7.2Group effects after installation

The authors have adopted the conventional N×N square formation of N piles as the basis of the pile group study. In Fig. 23, contours of excess pore pressures surrounding a group with N = 9 (3²) after installation has been plotted. It is clear from the shape of the contours shown in Fig. 23 that the pore pressures surrounding a group cannot be adequately captured by an equivalent 2-D analysis.

A cross-section was taken through the group as shown for N = 9 group in Fig. 24 to examine the lateral distribution of soil stresses. In Fig. 25, the lateral distribution of excess pore pressures surrounding a single pile have been compared to that existing within a group with N = 9, 25 and 49 for a pile spacing-to-diameter (s/D) ratio of 3. The origin of the single pile predictions has been located at the centre of each group; therefore it is only the agreement between the group and single pile predictions in the vicinity of the centre pile that is sought from these comparisons.

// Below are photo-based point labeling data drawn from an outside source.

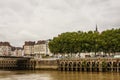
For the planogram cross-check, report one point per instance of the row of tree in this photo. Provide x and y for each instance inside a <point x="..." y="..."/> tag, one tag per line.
<point x="92" y="41"/>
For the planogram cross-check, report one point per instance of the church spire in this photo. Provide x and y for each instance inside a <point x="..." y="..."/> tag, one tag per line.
<point x="96" y="28"/>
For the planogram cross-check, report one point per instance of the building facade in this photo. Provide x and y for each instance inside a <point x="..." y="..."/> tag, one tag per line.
<point x="29" y="48"/>
<point x="5" y="49"/>
<point x="17" y="51"/>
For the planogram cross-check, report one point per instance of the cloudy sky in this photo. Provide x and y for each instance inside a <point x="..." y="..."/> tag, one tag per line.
<point x="29" y="20"/>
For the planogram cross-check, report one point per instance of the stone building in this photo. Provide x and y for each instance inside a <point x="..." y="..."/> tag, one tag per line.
<point x="29" y="48"/>
<point x="41" y="48"/>
<point x="17" y="51"/>
<point x="5" y="49"/>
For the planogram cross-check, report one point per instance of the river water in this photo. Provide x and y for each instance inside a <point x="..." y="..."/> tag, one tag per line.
<point x="58" y="75"/>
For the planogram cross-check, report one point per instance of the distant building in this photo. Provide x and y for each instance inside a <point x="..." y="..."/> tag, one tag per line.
<point x="5" y="49"/>
<point x="29" y="48"/>
<point x="17" y="51"/>
<point x="41" y="48"/>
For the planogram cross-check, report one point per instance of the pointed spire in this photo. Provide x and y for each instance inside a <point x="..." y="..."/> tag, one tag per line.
<point x="96" y="28"/>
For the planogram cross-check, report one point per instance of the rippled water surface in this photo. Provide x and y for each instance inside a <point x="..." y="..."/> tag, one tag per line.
<point x="57" y="75"/>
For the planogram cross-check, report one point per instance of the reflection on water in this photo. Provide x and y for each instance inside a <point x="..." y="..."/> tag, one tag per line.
<point x="57" y="75"/>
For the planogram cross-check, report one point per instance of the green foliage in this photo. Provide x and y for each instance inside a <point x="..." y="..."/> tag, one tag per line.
<point x="92" y="41"/>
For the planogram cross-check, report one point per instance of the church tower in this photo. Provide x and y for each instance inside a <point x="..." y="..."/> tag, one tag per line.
<point x="96" y="30"/>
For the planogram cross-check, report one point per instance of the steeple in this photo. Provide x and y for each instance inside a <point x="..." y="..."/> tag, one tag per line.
<point x="96" y="28"/>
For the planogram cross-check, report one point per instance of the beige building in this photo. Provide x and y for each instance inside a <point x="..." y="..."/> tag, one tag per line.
<point x="29" y="48"/>
<point x="17" y="51"/>
<point x="40" y="48"/>
<point x="5" y="49"/>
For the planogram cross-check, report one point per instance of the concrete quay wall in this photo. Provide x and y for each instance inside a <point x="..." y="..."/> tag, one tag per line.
<point x="90" y="64"/>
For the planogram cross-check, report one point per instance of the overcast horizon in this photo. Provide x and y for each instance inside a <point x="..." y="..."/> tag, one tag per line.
<point x="33" y="20"/>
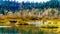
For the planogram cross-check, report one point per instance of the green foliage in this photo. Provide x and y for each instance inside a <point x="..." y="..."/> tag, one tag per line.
<point x="52" y="12"/>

For the sake of clarity and to isolate the effect of the additional group pile installations better, the group distributions have been normalized by the single pile predictions and have been re-plotted in Fig. 26a on a log-log scale where Δu _G is the excess pore pressure distribution within the groups, Δu _S is the excess pore pressure distribution surrounding an equivalent single pile and a value of Δu _G /Δu _S  = 1 indicates zero group effects. Measured excess pore pressures of a model 5-pile group in estuarine silt reported by McCabe et al. [29] in addition to measurements reported by O’Neill et al. [30] in a stiff overconsolidated clay are also superimposed on the graph for comparative purposes. It can be seen that present predictions and measured data show remarkably good agreement for 1 ≤r/R ≤15. In addition, it is clear that group effects do not cause an appreciable increase in excess pore pressures at the centre group pile. While Δu _G /Δu _S is an expedient measure of additional group effects, for larger values of r/R (i.e.>15), Δu _S becomes very small and therefore the value Δu _G /Δu _S becomes less reliable; the authors therefore attribute the difference between the numerical predictions and measured data at r/R>15 to this effect.

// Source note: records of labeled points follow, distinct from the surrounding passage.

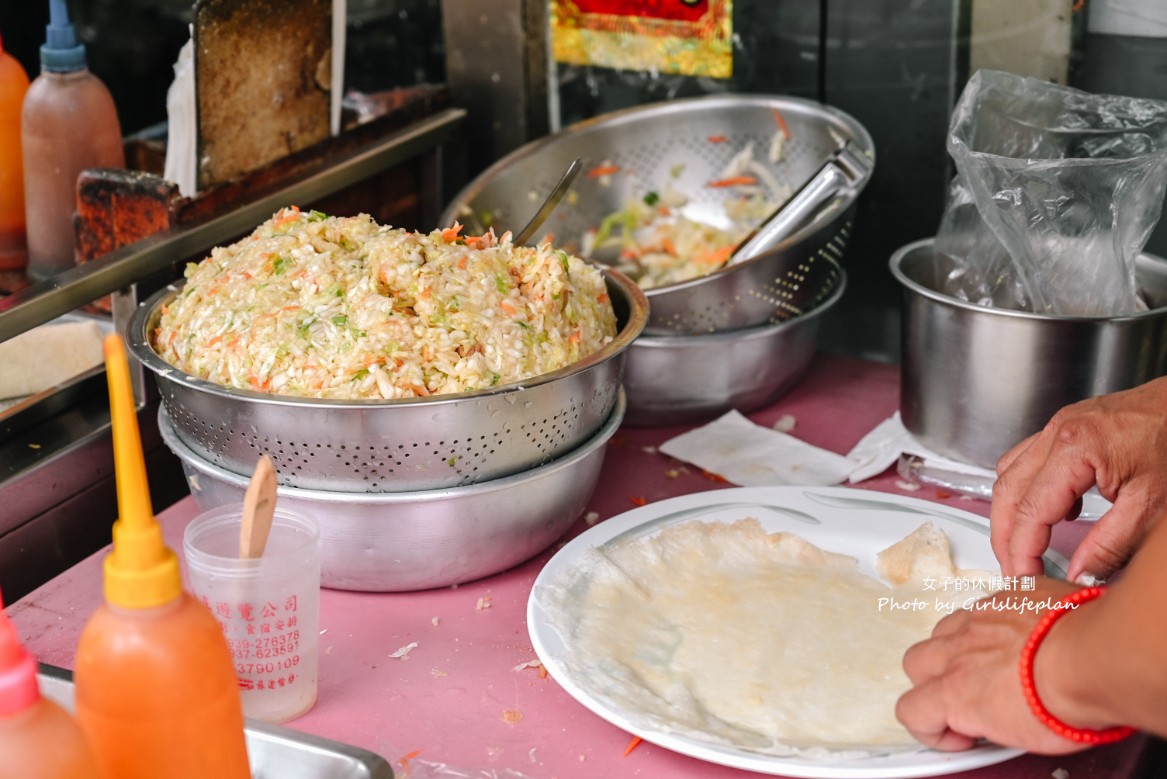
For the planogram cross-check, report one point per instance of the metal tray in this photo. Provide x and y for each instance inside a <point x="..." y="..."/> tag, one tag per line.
<point x="274" y="751"/>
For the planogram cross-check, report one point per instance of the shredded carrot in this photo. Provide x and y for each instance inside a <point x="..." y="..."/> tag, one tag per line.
<point x="781" y="123"/>
<point x="602" y="170"/>
<point x="733" y="181"/>
<point x="253" y="380"/>
<point x="715" y="255"/>
<point x="292" y="215"/>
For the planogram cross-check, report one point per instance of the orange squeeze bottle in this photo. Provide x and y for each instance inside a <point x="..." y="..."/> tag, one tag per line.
<point x="39" y="739"/>
<point x="13" y="237"/>
<point x="155" y="687"/>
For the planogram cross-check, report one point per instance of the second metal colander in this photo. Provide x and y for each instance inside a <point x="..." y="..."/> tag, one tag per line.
<point x="686" y="145"/>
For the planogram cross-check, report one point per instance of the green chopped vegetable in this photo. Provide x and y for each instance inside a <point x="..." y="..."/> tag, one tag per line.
<point x="624" y="219"/>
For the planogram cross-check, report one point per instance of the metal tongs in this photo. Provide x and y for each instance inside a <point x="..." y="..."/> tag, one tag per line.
<point x="844" y="169"/>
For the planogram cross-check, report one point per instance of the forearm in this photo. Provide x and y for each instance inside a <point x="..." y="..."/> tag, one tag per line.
<point x="1105" y="664"/>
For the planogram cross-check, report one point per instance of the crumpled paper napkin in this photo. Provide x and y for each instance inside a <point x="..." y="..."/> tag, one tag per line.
<point x="752" y="455"/>
<point x="882" y="447"/>
<point x="747" y="454"/>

In Fig. 26b, an increase in pG′/pS′ in the vicinity of the centre pile is evident, the extent of which is dependent on the group size, where pG′ is the mean effective stress distribution within the group and pS′ is the mean effective stress distribution surrounding an equivalent single pile. It is clear that, while the present method is simplified, a useful insight into the processes associated with the installation of piles within a group is achieved.

7.3Group effects after consolidation

In Fig. 27a, the variation in pG′/pS′ is plotted after consolidation for values of N between 9 and 49. It can be seen that although an increase in pG′/pS′ was evident immediately after installation (see Fig. 26b), remarkably, these effects diminish after consolidation to the point where the stresses immediately surrounding the centre pile in the group are the same as that surrounding a single pile, i.e. pG′/pS′=1. This is consistent with the findings reported by McCabe [31] where it was noted that the group effects associated with the installation of a 5-pile group in soft clay over-and-above those relating to an equivalent single pile were transient. The authors suggest that the installation of additional group piles have little effect after consolidation since the soil near the pile-soil interface of a single pile has already reached critical state after installation.

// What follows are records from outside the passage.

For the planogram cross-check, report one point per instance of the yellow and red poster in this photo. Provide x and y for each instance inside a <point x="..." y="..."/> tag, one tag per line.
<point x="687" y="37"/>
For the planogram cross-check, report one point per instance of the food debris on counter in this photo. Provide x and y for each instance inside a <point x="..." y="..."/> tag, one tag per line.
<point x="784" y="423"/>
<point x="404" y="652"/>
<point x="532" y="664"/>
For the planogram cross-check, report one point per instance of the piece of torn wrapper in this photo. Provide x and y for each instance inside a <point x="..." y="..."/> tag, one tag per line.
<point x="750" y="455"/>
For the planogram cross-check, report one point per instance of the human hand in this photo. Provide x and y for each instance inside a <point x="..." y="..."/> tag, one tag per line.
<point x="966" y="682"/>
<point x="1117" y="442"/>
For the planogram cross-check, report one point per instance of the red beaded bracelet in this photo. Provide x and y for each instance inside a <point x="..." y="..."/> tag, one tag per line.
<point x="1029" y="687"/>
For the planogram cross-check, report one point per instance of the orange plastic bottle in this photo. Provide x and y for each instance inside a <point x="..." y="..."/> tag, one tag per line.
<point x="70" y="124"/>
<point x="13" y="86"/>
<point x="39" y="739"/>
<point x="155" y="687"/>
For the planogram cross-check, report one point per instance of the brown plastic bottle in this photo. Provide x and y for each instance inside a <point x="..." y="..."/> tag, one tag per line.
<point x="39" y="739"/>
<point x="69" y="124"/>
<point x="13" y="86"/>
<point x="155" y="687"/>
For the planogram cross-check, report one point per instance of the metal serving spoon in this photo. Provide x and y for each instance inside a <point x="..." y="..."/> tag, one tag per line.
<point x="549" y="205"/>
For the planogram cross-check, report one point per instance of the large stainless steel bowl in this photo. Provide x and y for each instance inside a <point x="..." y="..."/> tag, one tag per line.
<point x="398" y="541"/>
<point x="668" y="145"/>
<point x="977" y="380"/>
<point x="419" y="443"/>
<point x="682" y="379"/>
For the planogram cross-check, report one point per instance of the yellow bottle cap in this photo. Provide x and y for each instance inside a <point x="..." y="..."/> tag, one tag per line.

In Fig. 27b, the influence of the pile spacing-to-diameter (s/D) ratio on group installation effects is examined. It can be seen that the value of s/D has a negligible influence on group effects experienced in the vicinity of the centre group pile; however, an increase in the value of s/D results in a value of pG′/pS′ = 1 extending to a larger radial distance. In Fig. 27c, the influence of OCR on group effects has also been considered where the value of OCR was varied from 1 to 4 (a value of K = 1 was maintained as mentioned in Section 4.2). It can be seen, however, that the value of OCR also has little influence on the extent of group effects although these findings are specific to the method employed in the present study and may vary if the vertical component is taken into account.